Article by Julian Weber, CEO of SELISE Digital Platforms
I’ve been part of the technology sector for over 20 years and have witnessed several waves of innovation reshaping how we live and work. But what’s happening now with generative AI is not just another wave of change. It feels like a complete shift in direction. Instead of watching change from a safe distance, we’re suddenly immersed in it, with the ground moving faster than we can keep up.
What began as smarter autocomplete has rapidly evolved into AI agents capable of writing code, interpreting media, drafting legal texts, simulating human voices, and automating decisions. The speed isn’t only surprising but also disorienting. Even for those of us who came prepared, the foundations are shifting faster than we can absorb.
And yet, something interesting is happening. For all its hype, the AI curve is starting to flatten in some areas. This reveals unexpected limitations, course corrections, and new human-shaped gaps.
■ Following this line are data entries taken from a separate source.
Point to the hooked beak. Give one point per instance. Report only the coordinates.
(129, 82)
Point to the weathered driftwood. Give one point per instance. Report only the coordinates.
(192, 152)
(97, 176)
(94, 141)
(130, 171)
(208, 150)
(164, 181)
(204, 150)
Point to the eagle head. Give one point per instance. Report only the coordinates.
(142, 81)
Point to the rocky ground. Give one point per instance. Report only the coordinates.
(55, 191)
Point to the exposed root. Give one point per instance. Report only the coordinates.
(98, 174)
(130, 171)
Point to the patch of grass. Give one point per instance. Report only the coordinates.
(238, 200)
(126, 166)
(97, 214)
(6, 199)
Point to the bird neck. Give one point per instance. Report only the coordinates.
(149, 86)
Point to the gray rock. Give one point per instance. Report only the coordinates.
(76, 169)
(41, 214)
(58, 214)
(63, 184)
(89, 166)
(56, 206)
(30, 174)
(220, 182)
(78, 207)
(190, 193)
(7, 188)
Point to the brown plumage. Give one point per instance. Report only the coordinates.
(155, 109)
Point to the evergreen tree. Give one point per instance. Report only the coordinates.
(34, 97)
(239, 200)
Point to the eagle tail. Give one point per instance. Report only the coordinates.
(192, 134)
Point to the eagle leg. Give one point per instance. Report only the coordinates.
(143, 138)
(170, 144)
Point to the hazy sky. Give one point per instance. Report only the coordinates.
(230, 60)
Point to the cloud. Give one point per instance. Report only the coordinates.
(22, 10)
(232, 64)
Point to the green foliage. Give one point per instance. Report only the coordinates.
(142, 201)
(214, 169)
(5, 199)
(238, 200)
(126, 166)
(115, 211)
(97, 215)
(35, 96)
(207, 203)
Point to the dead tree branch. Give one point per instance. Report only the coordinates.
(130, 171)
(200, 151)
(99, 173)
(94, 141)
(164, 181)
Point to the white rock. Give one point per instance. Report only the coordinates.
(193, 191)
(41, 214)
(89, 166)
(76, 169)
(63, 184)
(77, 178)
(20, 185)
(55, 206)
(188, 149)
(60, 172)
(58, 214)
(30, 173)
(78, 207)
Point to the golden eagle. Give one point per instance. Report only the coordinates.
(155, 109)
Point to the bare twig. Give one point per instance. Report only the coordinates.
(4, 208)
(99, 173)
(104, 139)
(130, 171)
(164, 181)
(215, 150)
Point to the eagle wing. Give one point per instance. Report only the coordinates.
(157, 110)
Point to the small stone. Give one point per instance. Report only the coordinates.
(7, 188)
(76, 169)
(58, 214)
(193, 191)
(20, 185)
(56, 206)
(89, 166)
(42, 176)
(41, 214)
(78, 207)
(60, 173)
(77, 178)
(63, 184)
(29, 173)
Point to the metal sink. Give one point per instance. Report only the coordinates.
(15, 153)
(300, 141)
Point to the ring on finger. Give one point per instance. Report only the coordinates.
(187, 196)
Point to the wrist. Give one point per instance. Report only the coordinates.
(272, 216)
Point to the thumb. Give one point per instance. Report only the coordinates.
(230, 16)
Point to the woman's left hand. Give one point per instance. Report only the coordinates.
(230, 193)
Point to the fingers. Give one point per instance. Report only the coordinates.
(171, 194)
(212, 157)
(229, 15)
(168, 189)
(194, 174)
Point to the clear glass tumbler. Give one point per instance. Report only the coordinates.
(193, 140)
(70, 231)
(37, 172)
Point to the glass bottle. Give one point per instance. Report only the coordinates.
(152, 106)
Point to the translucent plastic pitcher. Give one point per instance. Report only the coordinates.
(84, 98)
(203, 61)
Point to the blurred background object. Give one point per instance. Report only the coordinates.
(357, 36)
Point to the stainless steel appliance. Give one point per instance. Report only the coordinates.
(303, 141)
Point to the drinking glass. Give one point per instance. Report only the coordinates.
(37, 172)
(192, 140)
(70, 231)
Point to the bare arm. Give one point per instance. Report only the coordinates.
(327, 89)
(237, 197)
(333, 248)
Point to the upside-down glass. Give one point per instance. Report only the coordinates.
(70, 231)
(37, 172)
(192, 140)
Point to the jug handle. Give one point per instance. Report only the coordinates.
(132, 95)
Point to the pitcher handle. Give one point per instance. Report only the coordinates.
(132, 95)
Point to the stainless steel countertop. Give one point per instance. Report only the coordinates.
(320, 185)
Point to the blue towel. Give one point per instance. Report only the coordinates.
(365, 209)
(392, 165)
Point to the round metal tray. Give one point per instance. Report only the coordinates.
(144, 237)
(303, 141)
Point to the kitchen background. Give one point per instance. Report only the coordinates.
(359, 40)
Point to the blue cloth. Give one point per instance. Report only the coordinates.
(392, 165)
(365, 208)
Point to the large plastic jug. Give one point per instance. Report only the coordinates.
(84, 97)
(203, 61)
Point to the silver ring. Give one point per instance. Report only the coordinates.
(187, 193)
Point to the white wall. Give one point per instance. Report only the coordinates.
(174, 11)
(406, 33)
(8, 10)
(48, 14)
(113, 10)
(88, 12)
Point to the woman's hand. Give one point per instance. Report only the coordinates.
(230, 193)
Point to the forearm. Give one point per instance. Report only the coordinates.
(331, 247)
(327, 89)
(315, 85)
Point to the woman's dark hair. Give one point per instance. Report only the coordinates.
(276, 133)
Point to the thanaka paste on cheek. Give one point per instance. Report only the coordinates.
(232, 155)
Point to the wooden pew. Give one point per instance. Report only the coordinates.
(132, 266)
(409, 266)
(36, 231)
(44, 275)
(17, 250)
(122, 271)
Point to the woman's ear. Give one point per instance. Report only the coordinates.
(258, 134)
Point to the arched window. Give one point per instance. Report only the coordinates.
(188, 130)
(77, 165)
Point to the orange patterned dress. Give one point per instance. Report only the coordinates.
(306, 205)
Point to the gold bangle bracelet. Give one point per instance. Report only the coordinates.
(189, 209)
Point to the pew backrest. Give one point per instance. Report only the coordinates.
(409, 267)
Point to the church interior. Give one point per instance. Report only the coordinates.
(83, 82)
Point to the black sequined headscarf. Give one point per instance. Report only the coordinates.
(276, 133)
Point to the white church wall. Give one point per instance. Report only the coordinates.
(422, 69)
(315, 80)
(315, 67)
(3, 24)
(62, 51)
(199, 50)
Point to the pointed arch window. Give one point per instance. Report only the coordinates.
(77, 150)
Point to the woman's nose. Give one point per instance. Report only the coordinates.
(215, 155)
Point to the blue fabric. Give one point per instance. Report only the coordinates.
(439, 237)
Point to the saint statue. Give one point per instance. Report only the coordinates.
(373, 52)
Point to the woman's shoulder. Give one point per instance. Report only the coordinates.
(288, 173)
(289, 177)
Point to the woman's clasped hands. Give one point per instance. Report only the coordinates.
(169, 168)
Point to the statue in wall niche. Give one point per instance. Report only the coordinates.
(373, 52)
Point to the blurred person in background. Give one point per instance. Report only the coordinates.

That’s why I’ve thrown myself into experimentation, working hands-on with AI tools across domains, alongside colleagues and peers, to understand not just what this technology can do, but where it falls short and finally where we come in.
This article is an attempt to make sense of my journey and share why I believe the future won’t belong to those who automate everything, but to those who ask better questions, adapt faster, and know where humans matter most.
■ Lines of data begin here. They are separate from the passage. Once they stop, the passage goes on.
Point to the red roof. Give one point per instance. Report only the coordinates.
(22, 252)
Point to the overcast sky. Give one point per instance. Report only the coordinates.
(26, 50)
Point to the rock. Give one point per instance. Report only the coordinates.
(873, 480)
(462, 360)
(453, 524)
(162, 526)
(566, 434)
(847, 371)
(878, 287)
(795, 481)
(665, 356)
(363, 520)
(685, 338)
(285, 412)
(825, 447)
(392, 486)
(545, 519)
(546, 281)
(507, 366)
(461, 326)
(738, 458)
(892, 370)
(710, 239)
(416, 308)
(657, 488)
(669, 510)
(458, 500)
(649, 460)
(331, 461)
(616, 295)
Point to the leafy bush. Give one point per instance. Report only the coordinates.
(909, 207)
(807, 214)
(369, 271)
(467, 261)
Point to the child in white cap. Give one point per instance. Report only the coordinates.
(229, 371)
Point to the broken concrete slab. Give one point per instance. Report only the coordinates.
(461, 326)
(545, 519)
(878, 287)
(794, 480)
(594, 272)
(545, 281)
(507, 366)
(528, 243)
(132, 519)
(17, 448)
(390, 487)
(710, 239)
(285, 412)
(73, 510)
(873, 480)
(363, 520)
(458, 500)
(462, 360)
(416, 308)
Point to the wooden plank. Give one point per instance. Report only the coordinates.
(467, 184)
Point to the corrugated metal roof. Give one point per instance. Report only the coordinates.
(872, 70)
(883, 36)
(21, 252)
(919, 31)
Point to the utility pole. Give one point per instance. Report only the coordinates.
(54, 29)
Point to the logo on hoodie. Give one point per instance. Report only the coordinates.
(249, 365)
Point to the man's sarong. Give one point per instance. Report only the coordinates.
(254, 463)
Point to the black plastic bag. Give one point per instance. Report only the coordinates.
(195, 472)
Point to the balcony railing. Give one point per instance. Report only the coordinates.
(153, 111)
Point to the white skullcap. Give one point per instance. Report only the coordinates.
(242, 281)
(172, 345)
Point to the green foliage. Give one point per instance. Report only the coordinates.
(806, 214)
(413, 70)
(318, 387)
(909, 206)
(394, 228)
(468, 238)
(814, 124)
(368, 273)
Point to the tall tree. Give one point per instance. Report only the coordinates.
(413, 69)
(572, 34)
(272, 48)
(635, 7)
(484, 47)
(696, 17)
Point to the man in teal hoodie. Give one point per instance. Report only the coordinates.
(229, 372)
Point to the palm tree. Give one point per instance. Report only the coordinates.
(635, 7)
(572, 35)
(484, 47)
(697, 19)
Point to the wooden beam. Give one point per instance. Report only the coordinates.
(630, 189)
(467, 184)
Innovation doesn’t eliminate human purpose, it expands it
Throughout history, every major technological shift has brought with it waves of disruption, fear, but ultimately, progress. The industrial revolution transformed manual labor. The information age, kicking off in the late ’70s, digitized our economies and reshaped our lives. In every case, innovation didn’t eliminate human purpose; it expanded it. It created more jobs, improved living standards, and pushed life expectancy higher. And despite the doomsday predictions that come with each new wave, I believe this time will be no different.
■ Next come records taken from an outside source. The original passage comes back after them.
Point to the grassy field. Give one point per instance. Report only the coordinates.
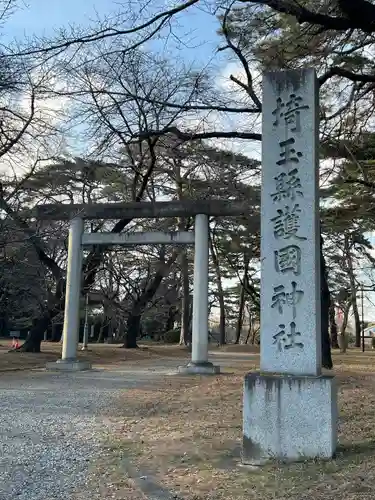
(187, 434)
(99, 354)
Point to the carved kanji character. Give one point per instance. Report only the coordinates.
(288, 259)
(289, 155)
(286, 223)
(287, 340)
(290, 112)
(287, 186)
(281, 298)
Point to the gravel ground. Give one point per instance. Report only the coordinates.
(52, 426)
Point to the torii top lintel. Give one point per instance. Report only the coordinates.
(143, 210)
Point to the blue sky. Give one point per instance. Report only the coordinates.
(43, 17)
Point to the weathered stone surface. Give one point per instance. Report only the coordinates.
(199, 369)
(69, 365)
(290, 276)
(288, 418)
(175, 208)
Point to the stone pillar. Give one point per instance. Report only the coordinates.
(290, 409)
(86, 326)
(68, 359)
(199, 359)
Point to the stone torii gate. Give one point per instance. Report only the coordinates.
(200, 209)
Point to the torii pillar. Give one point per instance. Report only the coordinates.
(199, 363)
(69, 361)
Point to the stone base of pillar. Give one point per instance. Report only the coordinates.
(69, 365)
(199, 369)
(288, 418)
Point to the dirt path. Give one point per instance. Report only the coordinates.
(53, 426)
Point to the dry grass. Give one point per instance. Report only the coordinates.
(187, 432)
(99, 354)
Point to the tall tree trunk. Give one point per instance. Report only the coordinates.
(90, 267)
(36, 334)
(169, 324)
(241, 308)
(185, 336)
(133, 330)
(333, 326)
(353, 290)
(325, 304)
(344, 325)
(219, 284)
(133, 325)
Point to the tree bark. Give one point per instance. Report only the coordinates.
(333, 326)
(36, 334)
(185, 336)
(241, 308)
(169, 324)
(133, 330)
(325, 304)
(133, 325)
(353, 290)
(219, 284)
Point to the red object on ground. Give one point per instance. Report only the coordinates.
(15, 344)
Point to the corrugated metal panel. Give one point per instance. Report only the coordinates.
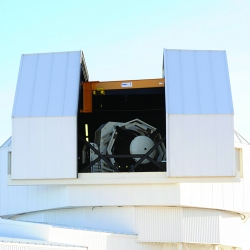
(34, 157)
(48, 85)
(197, 82)
(158, 224)
(231, 229)
(102, 241)
(200, 145)
(201, 225)
(110, 195)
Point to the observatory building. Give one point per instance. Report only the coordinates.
(152, 164)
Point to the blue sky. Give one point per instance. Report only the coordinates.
(125, 40)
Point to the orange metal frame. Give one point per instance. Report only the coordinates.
(93, 87)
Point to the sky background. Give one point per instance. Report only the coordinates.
(125, 40)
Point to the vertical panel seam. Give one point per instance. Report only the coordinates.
(45, 159)
(34, 86)
(197, 81)
(211, 67)
(52, 65)
(228, 84)
(181, 85)
(17, 87)
(61, 166)
(65, 84)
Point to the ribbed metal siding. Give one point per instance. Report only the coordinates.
(231, 229)
(201, 225)
(44, 147)
(48, 85)
(197, 82)
(159, 224)
(101, 241)
(110, 195)
(200, 145)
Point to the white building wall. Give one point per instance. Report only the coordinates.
(200, 145)
(44, 147)
(150, 224)
(20, 199)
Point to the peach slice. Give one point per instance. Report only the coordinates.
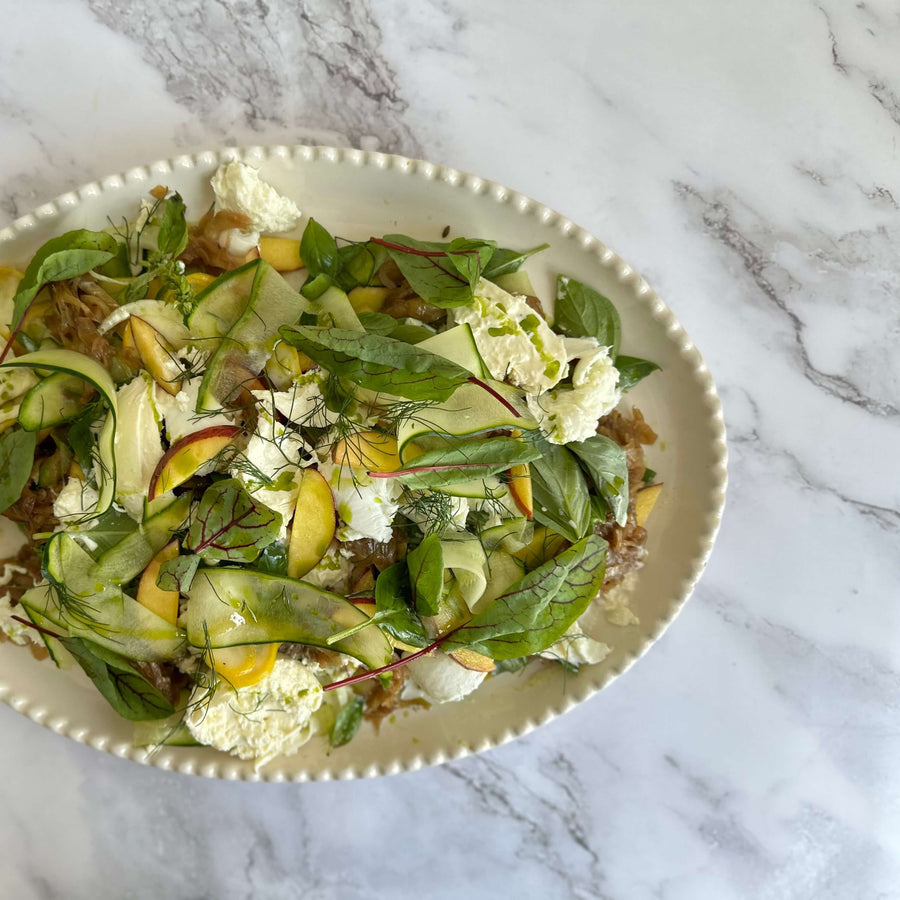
(469, 659)
(282, 254)
(645, 501)
(520, 488)
(244, 665)
(185, 457)
(368, 299)
(151, 595)
(312, 530)
(199, 280)
(157, 355)
(370, 450)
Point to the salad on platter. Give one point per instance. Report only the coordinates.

The car didn’t replace the horse because of a single breakthrough. It emerged from the convergence of mechanics, physics, and electricity. When the combustion engine was fused with practical design, society gained speed, reliability, independence, and mass accessibility.
We’re seeing the same thing now. Years of evolution in microchips, neural nets, data infrastructure, and cloud systems are being fused by companies like OpenAI, DeepMind, XAI, and Anthropic. None of them invented the key components, but they joined them to unlock a new paradigm. The new paradigm is where basic intelligence becomes a service, an interface, and a collaborator.
History tells us: this will create more opportunities, not less, but how can we seize them?
The millennial challenge
This shift will be hardest for millennials. The generations that follow will grow into it: AI-native and interface-flexible. But for millennials, it’s as jarring as Facebook and the iPhone were for baby boomers. Only this time, the stakes are professional.
Much of what we learned in school or university did not prepare us for a world where natural language replaces forms, where agents automate what used to be our hard-earned expertise, and where output is created by orchestration, not effort. It’s not just a new tool, it’s a new way of working. And adapting to it might be the greatest professional challenge millennials will ever face.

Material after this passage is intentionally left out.